06/17/2026
Lord, let my faith be bigger than my fear.
(Published June 11 2026)
We're on vacation this week, and there's a pool. Yesterday, both my boys stood right on the edge of it, toes curled over the lip, wanting to jump to me and not quite able to make themselves do it.
Jesse, my younger one, managed to do it, but Theodore (who's four) was less confident. I was in the water with my arms out.
"I've got you," I kept saying. "Jump. I'll catch you."
I could see the fight happening on his face. He wanted to. He was also scared. The water looked deep and far, and I was asking him to leave the solid edge for it.
He didn't stop being afraid. He jumped anyway. And the second I caught him, the fear turned into the biggest grin you've ever seen, and he scrambled straight out to do it again.
It made me think of Peter. He is the one disciple who actually got out of the boat. In the middle of a storm, he saw Jesus walking on the water, asked to come to Him, and for a few steps he did. He walked on the water.
But then he noticed the wind. He looked at the waves instead of at Jesus, and he began to sink. "Lord, save me," he cried, and Jesus reached out and caught him.
Notice that Peter was afraid the whole time. The fear did not disappear when he stepped out of the boat. He sank the moment the waves grew bigger in his eyes than the One standing in front of him.
For a lot of us, the deep water is money.

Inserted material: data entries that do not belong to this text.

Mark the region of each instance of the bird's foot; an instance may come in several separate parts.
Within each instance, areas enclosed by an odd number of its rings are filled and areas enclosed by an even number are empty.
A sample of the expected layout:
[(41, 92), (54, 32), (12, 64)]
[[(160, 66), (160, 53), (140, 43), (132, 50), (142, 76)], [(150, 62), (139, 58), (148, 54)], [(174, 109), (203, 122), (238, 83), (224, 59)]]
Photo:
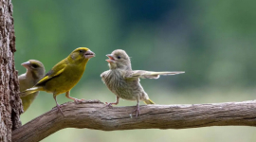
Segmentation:
[[(65, 104), (64, 104), (64, 105), (65, 105)], [(64, 112), (63, 112), (62, 109), (61, 109), (61, 107), (64, 106), (64, 105), (59, 105), (59, 104), (57, 104), (56, 107), (57, 107), (57, 109), (58, 109), (58, 112), (61, 112), (62, 115), (64, 116)]]

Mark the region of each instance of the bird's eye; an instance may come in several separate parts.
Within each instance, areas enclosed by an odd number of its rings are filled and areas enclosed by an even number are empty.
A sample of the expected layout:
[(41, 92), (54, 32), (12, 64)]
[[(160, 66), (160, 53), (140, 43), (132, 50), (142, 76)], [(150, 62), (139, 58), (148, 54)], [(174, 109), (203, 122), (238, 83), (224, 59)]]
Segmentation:
[(38, 65), (37, 65), (37, 64), (32, 64), (32, 67), (33, 67), (33, 68), (37, 68)]

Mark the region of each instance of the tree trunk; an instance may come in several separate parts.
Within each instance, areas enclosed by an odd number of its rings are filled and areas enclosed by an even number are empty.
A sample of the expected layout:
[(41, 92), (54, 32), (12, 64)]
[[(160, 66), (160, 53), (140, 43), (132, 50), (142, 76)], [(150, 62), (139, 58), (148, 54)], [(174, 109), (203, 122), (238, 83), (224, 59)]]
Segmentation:
[(21, 126), (21, 99), (14, 67), (15, 36), (11, 0), (0, 0), (0, 141), (11, 141), (11, 131)]

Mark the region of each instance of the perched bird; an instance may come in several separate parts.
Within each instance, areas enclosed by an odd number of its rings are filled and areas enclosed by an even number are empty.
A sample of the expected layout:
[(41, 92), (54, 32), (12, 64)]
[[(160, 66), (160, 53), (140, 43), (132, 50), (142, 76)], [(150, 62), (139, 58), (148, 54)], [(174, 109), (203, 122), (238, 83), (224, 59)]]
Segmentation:
[[(20, 92), (33, 87), (45, 75), (45, 66), (36, 60), (29, 60), (22, 63), (27, 72), (19, 76)], [(39, 92), (21, 97), (24, 113), (28, 109)]]
[(95, 54), (89, 48), (76, 48), (69, 56), (54, 65), (52, 69), (35, 84), (35, 86), (22, 92), (21, 96), (27, 96), (37, 91), (52, 93), (58, 110), (64, 115), (56, 100), (56, 96), (65, 93), (65, 97), (73, 99), (75, 102), (82, 100), (71, 98), (69, 93), (79, 82), (85, 70), (87, 62), (93, 57), (95, 57)]
[(139, 83), (141, 79), (158, 79), (160, 75), (177, 75), (178, 72), (153, 72), (144, 70), (132, 70), (130, 57), (124, 50), (117, 49), (106, 55), (109, 70), (101, 73), (102, 81), (117, 98), (116, 102), (107, 103), (109, 107), (119, 104), (119, 99), (136, 100), (137, 107), (134, 110), (136, 116), (139, 115), (139, 100), (146, 104), (155, 104)]

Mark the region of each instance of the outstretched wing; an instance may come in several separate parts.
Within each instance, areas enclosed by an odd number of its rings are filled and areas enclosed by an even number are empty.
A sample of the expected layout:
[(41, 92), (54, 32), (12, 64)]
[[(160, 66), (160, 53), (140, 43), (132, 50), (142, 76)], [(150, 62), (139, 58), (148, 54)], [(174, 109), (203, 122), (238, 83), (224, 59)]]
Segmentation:
[(64, 61), (53, 66), (53, 68), (49, 72), (47, 72), (46, 76), (36, 83), (35, 86), (40, 86), (41, 84), (44, 84), (52, 78), (61, 75), (66, 67), (66, 63), (63, 62)]
[(158, 79), (160, 75), (177, 75), (183, 74), (184, 71), (177, 71), (177, 72), (153, 72), (153, 71), (145, 71), (145, 70), (133, 70), (125, 75), (125, 79), (135, 79), (135, 78), (141, 78), (141, 79)]

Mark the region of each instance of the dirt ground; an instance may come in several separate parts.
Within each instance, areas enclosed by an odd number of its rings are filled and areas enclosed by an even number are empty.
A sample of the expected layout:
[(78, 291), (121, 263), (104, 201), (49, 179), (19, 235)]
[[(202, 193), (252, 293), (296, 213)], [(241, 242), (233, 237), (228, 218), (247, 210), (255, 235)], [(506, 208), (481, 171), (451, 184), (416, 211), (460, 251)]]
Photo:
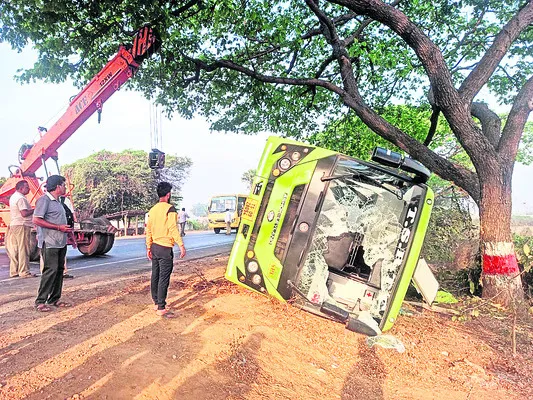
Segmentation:
[(177, 263), (175, 319), (152, 310), (149, 273), (73, 283), (64, 299), (74, 307), (47, 314), (33, 298), (3, 301), (0, 398), (533, 398), (528, 318), (516, 356), (508, 315), (486, 308), (459, 322), (406, 306), (387, 332), (406, 351), (370, 348), (341, 324), (226, 282), (226, 261)]

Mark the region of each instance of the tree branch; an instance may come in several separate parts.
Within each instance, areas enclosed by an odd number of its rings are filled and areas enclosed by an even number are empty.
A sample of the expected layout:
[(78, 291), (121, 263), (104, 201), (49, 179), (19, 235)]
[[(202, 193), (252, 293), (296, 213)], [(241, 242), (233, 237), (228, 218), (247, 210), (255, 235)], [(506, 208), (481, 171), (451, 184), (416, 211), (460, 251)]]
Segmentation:
[(498, 117), (498, 114), (490, 110), (487, 104), (480, 102), (472, 103), (470, 112), (474, 117), (479, 119), (483, 135), (485, 135), (490, 144), (496, 149), (502, 129), (502, 121), (500, 117)]
[(531, 23), (533, 23), (533, 3), (527, 1), (525, 6), (496, 35), (492, 45), (461, 84), (459, 93), (467, 104), (472, 102), (481, 88), (485, 86), (496, 68), (498, 68), (511, 44)]
[[(176, 2), (173, 1), (170, 3), (171, 6), (173, 6)], [(184, 13), (185, 11), (193, 8), (195, 5), (199, 5), (201, 6), (202, 5), (202, 0), (189, 0), (187, 3), (185, 3), (184, 5), (182, 5), (181, 7), (175, 9), (175, 10), (172, 10), (170, 11), (170, 14), (175, 16), (175, 17), (180, 17), (182, 13)]]
[(533, 111), (533, 77), (530, 77), (515, 98), (502, 131), (497, 151), (506, 161), (514, 161), (520, 138), (529, 114)]
[(429, 127), (426, 140), (424, 140), (424, 146), (429, 146), (429, 144), (433, 140), (433, 136), (435, 136), (435, 132), (437, 131), (437, 123), (439, 122), (439, 114), (440, 114), (439, 107), (437, 107), (435, 104), (432, 104), (431, 109), (433, 110), (431, 113), (431, 118), (429, 119), (431, 122), (431, 125)]

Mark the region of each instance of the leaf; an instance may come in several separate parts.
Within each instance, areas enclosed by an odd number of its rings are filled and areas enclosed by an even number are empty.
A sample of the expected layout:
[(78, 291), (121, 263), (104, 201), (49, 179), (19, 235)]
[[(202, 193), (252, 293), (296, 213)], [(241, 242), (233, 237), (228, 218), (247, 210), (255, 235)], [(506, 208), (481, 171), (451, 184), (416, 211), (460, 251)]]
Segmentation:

A job that ends without warning. Months of searching with no offer in sight. A diagnosis that arrives with a second fear right behind it, the quiet math of what it is all going to cost. The bill you didn't see coming, the burden you couldn't plan for, a future that suddenly has a price tag you don't know how to pay.
And just like Peter, the moment we fix our eyes on the figure instead of on the One who provides, we start to go under.
But God is not waiting for you to stop being afraid before He will hold you. My son's heart was still pounding when he jumped. Peter was still scared out on the water.
Faith bigger than fear has never meant the fear is gone. It means you take the next step with it still in the room, eyes up, trusting the One who is asking you to come.
David knew this when he wrote Psalm 56. He writes, "When I am afraid, I will put my trust in You."
Not "when I stop being afraid." He chose trust in the middle of it. And this is the promise to stand on when the numbers are loud: "My God will supply every need of yours according to His riches in glory in Christ Jesus."
So when money is the deep water in front of you, keep your eyes on him. The edge feels safer, but He is the one in the water with His arms out, ready to catch you.